RC: What guns do you use?

DP: “I have one gun I’ve had most of my life, a BSA. It’s a lovely, light side-by-side and quite heavily cast. It suits me beautifully. I bought it secondhand 30-odd years ago. I couldn’t tell you what date it is, but they don’t make them anymore. It just seems to fit me like a glove. I don’t really like shooting with anything else. It sits on my shoulder nicely and it presents the barrels almost perfectly.”

RC: Who introduced you to shooting?

DP: “I started shooting clays when I was about 11 at Greenfields in Canterbury. I don’t recall why. My father wasn’t a gun. I think it must have come from my maternal grandfather via my mother, not that my mother ever shot, but I remember her being instrumental in her delivering me to and from Greenfields. As to why, I think perhaps she thought it was appropriate because we lived in the country.”

RC: Have your children followed you?

DP: “Actually my daughter and my wife have just started to get into it. My daughter is 11 and she is very keen.”

RC: Running The Salutation (the-salutation.com), rated the best B&B in Britain by the FT, do you analyse hospitality and how you’re looked after on shoot days?

DP: “It depends where you go, but the shooting lunch is definitely one of the highlights in my book. What we have for lunch is all part and parcel of the whole day out… a good lunch, with a couple of glasses of nice red wine in a relaxed atmosphere.”
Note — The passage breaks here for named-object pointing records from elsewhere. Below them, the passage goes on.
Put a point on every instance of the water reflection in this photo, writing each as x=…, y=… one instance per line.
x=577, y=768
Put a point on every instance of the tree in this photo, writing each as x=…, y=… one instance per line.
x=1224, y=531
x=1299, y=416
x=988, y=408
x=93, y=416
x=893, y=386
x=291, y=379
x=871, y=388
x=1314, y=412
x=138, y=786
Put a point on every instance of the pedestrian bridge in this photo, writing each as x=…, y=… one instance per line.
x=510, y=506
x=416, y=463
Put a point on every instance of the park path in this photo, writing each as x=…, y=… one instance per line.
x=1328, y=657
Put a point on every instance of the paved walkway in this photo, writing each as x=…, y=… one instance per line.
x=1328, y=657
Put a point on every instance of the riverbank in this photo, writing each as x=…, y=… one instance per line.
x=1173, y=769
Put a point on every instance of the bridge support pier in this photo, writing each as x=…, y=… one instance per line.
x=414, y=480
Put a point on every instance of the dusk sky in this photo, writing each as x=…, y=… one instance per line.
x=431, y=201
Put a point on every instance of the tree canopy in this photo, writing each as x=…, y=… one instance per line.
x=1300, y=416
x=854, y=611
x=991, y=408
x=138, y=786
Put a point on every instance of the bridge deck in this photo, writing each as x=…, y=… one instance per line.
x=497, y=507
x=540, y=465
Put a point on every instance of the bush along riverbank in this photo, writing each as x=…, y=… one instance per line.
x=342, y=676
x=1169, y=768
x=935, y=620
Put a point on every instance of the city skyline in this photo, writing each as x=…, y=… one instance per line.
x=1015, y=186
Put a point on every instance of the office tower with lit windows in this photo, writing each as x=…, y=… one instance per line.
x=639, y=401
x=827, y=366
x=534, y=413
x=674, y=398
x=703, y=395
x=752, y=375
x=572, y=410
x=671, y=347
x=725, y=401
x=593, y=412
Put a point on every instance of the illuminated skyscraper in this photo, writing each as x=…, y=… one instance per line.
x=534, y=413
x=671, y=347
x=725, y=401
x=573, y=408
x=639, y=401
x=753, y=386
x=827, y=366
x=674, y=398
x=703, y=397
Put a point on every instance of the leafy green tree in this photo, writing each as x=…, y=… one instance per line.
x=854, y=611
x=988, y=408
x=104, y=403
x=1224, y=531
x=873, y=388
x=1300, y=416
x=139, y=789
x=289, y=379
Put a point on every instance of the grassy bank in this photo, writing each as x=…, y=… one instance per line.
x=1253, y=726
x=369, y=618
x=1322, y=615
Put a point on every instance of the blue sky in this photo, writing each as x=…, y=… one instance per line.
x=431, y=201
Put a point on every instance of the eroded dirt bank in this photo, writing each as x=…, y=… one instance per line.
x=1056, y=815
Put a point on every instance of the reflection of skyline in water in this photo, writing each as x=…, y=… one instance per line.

RC: As the ‘Posh Couple’ on Gogglebox there is usually a glass of something less than soft not far away. How do you like to charge your hipflask?

DP: “Funnily enough I tend not to bother with a hipflask unless it is really bloody cold. In principal I do like a glass of wine with lunch but I am very wary of guns, alcohol, trips, falls and safety.”

RC: Who invited you on your first driven game day?

DP: “I really can’t remember. What I do recall is that my first real experience of driven shooting was on the Beaulieu Estate, where I lived for a while. I was Lord Montagu’s land agent’s assistant for a year. There was a fabulous gentleman whose name escapes me – I am going back 30 or 40 years – and he had no legs at all. He was a double amputee with two false legs. My job was to stand behind him and prop him up so once he had shot he didn’t fall.”

RC: Do you go in for any of the really high stuff?

DP: “I love a good high bird, as much as anybody else. I don’t really go in for the macho thing of whether I did or didn’t get one. I don’t mind if I don’t get them; the fact of the matter is I’ve enjoyed the challenge and the sport.”